Zur Verfilmung von SF am Beispiel "Riverworld"


Was Sie in den Filmen, bis auf wenige Ausnahmen,
sehen, ist keine echte Science Fiction."

(Philip José Farmer, 1983)

Riverworld
Science-Fiction TV Movie, 84 Min.

USA/Australien/GB/Kanada 2002, gedreht in Neuseeland nach der vierteiligen Science-Fiction-Romanreihe 'Flußwelt' von Philip José Farmer. Für den ersten Band 'Die Flußwelt der Zeit' erhielt der Autor den Hugo-Award als bester SF-Roman des Jahres 1972.

Regie: Kari Skogland
Drehbuch: Stuart Hazeldine
Autor: Philip José Farmer
Komponist: Victoria Kelly
Kamera: Allen Guilford
Schnitt: Chris Plummer

Darsteller (Rolle)

Brad Johnson (Jeff Hale)
Emily Lloyd (Alice Liddell Hargreaves)
Jonathan Cake (Nero)
Cameron Daddo (Sam Clemens)
Jeremy Birchall (Lev Ruach)
Karen Holness (Mali)
Kevin Smith (Valdemar)
Brian Moore (Monat)
Paolo Rotondo (Flavius)

"Kari Skogland inszenierte diesen packenden Streifen nach der vierteiligen Science-Fiction-Romanreihe 'Flusswelt' von Philip José Farmer.

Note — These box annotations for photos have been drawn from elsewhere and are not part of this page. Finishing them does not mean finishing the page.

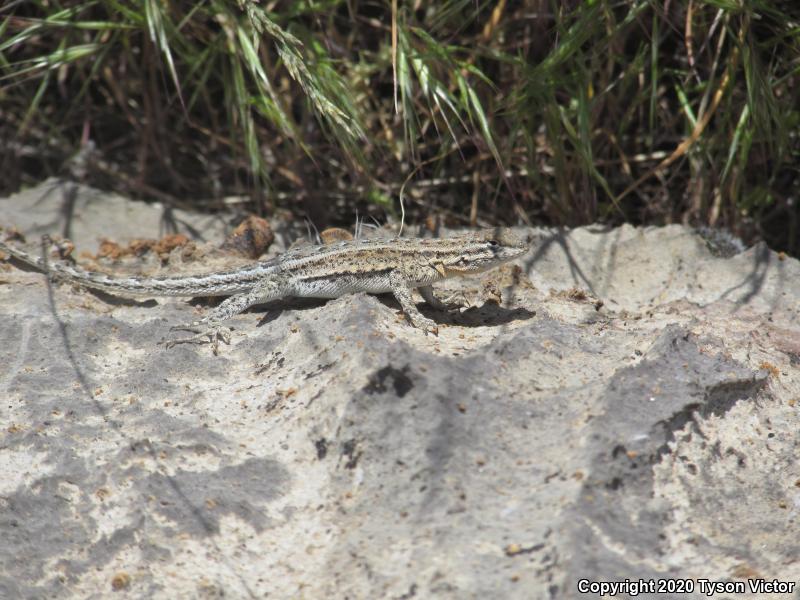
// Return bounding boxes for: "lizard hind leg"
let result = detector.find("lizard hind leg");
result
[166,279,288,354]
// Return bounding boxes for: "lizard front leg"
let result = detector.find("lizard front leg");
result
[389,271,439,335]
[417,285,464,310]
[166,277,290,354]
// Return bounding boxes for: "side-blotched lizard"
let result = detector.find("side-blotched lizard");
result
[0,228,530,351]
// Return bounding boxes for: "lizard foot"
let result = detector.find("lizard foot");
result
[164,323,231,355]
[409,315,439,336]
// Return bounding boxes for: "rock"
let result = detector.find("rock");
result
[0,188,800,599]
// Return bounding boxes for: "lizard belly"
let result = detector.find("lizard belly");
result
[293,273,392,298]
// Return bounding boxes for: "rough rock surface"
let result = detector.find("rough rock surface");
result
[0,183,800,599]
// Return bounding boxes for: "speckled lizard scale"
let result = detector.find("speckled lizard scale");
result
[0,228,530,347]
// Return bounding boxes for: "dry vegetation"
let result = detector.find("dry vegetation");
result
[0,0,800,255]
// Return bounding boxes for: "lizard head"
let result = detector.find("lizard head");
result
[443,227,532,275]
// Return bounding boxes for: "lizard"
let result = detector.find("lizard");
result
[0,228,531,353]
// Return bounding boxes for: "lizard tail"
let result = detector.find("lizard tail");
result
[0,241,257,298]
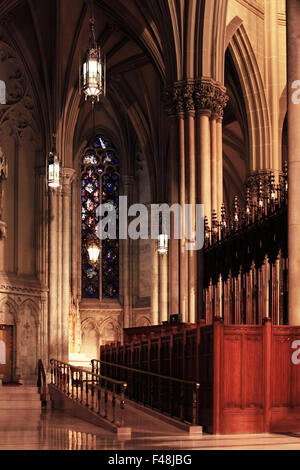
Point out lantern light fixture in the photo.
[79,2,106,105]
[87,234,100,264]
[157,234,168,255]
[47,135,61,189]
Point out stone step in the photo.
[0,393,40,401]
[0,385,38,393]
[0,400,42,410]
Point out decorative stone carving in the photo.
[163,78,229,119]
[0,220,7,240]
[0,36,39,142]
[0,147,8,221]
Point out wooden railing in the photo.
[91,359,200,426]
[201,165,288,325]
[50,359,127,427]
[36,359,47,406]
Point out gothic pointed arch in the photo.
[227,24,272,172]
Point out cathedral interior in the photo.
[0,0,300,450]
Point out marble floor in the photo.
[0,409,300,451]
[0,387,300,451]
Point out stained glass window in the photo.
[81,135,119,300]
[0,80,6,104]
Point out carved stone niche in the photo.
[0,220,7,240]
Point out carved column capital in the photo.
[195,78,229,119]
[0,220,7,240]
[163,78,228,119]
[62,168,76,196]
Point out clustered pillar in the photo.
[49,168,75,361]
[164,78,228,322]
[287,0,300,325]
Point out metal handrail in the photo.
[91,359,200,389]
[91,359,200,426]
[36,359,47,406]
[50,359,127,427]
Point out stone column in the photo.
[48,188,58,359]
[151,240,159,325]
[57,187,64,361]
[210,114,218,212]
[287,0,300,325]
[122,176,134,328]
[216,117,223,220]
[61,168,75,362]
[0,220,7,272]
[158,253,168,323]
[186,107,197,323]
[168,116,179,313]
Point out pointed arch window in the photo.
[81,134,119,300]
[0,80,6,104]
[0,340,6,365]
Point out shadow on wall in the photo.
[81,323,119,360]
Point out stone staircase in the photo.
[0,381,41,410]
[69,353,91,369]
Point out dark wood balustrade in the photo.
[37,359,47,407]
[201,165,288,325]
[50,359,127,428]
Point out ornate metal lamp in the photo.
[47,135,61,188]
[87,234,100,263]
[79,1,106,104]
[157,234,168,255]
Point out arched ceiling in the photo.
[0,0,227,200]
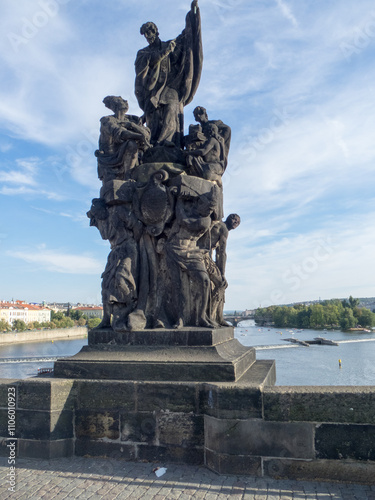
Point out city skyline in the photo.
[0,0,375,310]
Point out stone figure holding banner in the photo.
[135,0,203,148]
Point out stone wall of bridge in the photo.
[0,378,375,484]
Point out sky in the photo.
[0,0,375,310]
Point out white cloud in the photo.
[8,245,103,274]
[276,0,298,26]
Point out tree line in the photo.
[0,309,101,332]
[255,296,375,330]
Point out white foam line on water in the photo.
[253,339,375,351]
[336,339,375,344]
[0,356,66,364]
[256,344,301,351]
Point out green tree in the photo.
[12,319,27,332]
[69,309,84,321]
[310,304,326,328]
[358,308,375,328]
[349,296,359,309]
[0,319,12,332]
[297,306,311,328]
[87,318,102,329]
[340,307,357,330]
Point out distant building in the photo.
[241,309,255,316]
[72,306,103,319]
[0,300,51,326]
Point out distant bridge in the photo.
[224,314,254,326]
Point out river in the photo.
[0,321,375,385]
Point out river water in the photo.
[0,321,375,386]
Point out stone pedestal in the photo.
[54,327,255,382]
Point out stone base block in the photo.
[54,327,255,382]
[17,439,74,459]
[263,458,375,485]
[88,326,234,346]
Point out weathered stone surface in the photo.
[0,410,8,437]
[16,410,73,440]
[76,380,136,411]
[137,445,204,465]
[18,439,74,459]
[204,416,315,458]
[54,339,255,382]
[156,411,204,448]
[201,384,262,418]
[75,439,137,460]
[137,382,198,413]
[17,379,75,410]
[75,410,120,439]
[315,424,375,460]
[0,379,20,409]
[264,386,375,424]
[88,327,234,346]
[205,450,262,476]
[263,458,375,485]
[120,412,156,444]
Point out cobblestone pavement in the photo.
[0,457,375,500]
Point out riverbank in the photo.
[0,326,88,345]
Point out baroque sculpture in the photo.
[87,0,240,333]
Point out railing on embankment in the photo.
[0,326,87,345]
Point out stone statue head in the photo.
[205,123,220,139]
[193,106,208,123]
[103,95,129,113]
[140,22,159,45]
[86,198,108,226]
[225,214,241,231]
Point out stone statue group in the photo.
[87,0,240,332]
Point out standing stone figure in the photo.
[87,198,138,331]
[193,106,232,170]
[165,186,218,328]
[198,214,241,326]
[95,95,150,184]
[186,123,224,187]
[135,0,203,148]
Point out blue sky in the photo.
[0,0,375,309]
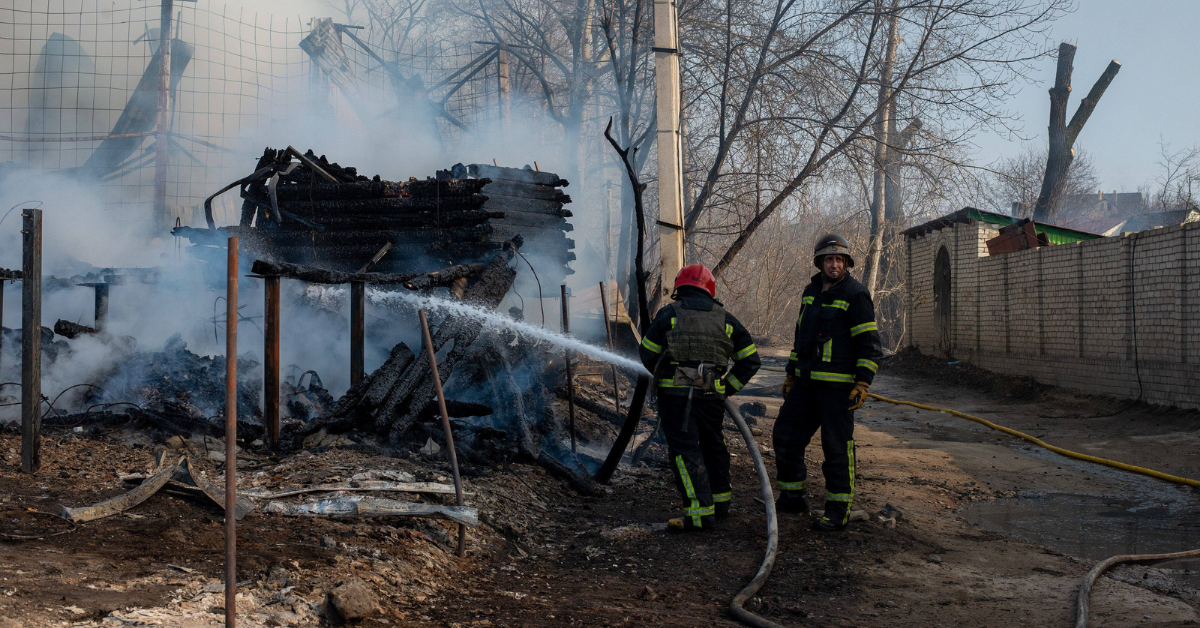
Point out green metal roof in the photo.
[904,208,1103,244]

Gedreht an atemberaubenden Locations in Neuseeland, besticht der Streifen durch seine großartigen Bilder und eine routinierte Regieführung. Skogland schafft es virtuos, die Spannung stetig zu steigern - bis zur letzten Minute!" (Pro7 - Presseinformation)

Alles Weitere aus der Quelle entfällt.